Cependant, avec le temps, ces métiers ont évolué et les conditions de travail se sont améliorées. Les stéréotypes attachés à certains métiers doivent donc évoluer afin de développer la mixité au sein de la Société.

Objectif Actions Indicateurs
2023 2024 2025 2026
Favoriser la prise de conscience par les personnes chargées de recrutement, des stéréotypes femmes/hommes.

Veiller au choix des intitulés et des contenus des offres d’emploi : vigilance sur la terminologie et les stéréotypes (formuler les offres d’emploi de manière asexuée)

100% des offres sont mixtes

Structurer les procédures de recrutement notamment en formant les personnes qui interviennent dans les processus de recrutement à la mixité (fonction RH, Responsables d’affaire, Responsables des contrat)

100% des personnes qui interviennent dans les processus de recrutement suivront le e-learning diversité et égalité des chances
Suivre le taux de féminisation de nos équipes et veiller à sa progression. Les parties veilleront à ce que la part des femmes dans l’effectif de la Société augment et à minima soit maintenu (rappel à fin février 2023 : 18% de femmes).

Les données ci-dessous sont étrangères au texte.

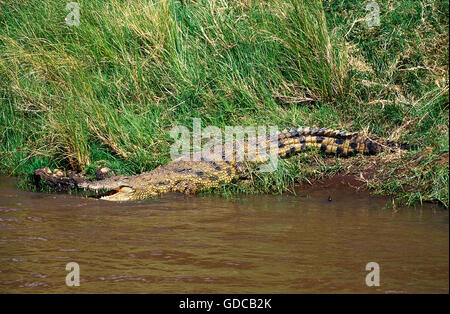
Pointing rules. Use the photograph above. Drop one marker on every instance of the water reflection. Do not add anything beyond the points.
(257, 244)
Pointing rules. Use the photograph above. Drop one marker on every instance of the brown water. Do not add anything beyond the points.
(257, 244)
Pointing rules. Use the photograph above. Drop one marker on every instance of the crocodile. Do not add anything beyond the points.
(192, 175)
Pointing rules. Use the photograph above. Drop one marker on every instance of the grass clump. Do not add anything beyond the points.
(109, 91)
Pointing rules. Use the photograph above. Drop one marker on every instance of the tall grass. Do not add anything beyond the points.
(109, 91)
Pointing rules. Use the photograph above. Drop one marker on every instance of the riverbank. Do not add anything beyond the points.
(108, 92)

Cibler des collèges pour aller faire des interventions en classe de la 3ème afin de communiquer sur les métiers techniques

Cible : Nancy, Metz, Strasbourg, Mulhouse

Intervention en classe de 3ème.

Accueil de deux élèves pour accomplir 1 semaine d’observation.

Nombre de collège partenaire : 2 par an

Nbre de journée d’observation proposée/réalisée par an

Formation :

La Société garantit le principe général d’égalité d’accès de tous les salariés à la formation professionnelle.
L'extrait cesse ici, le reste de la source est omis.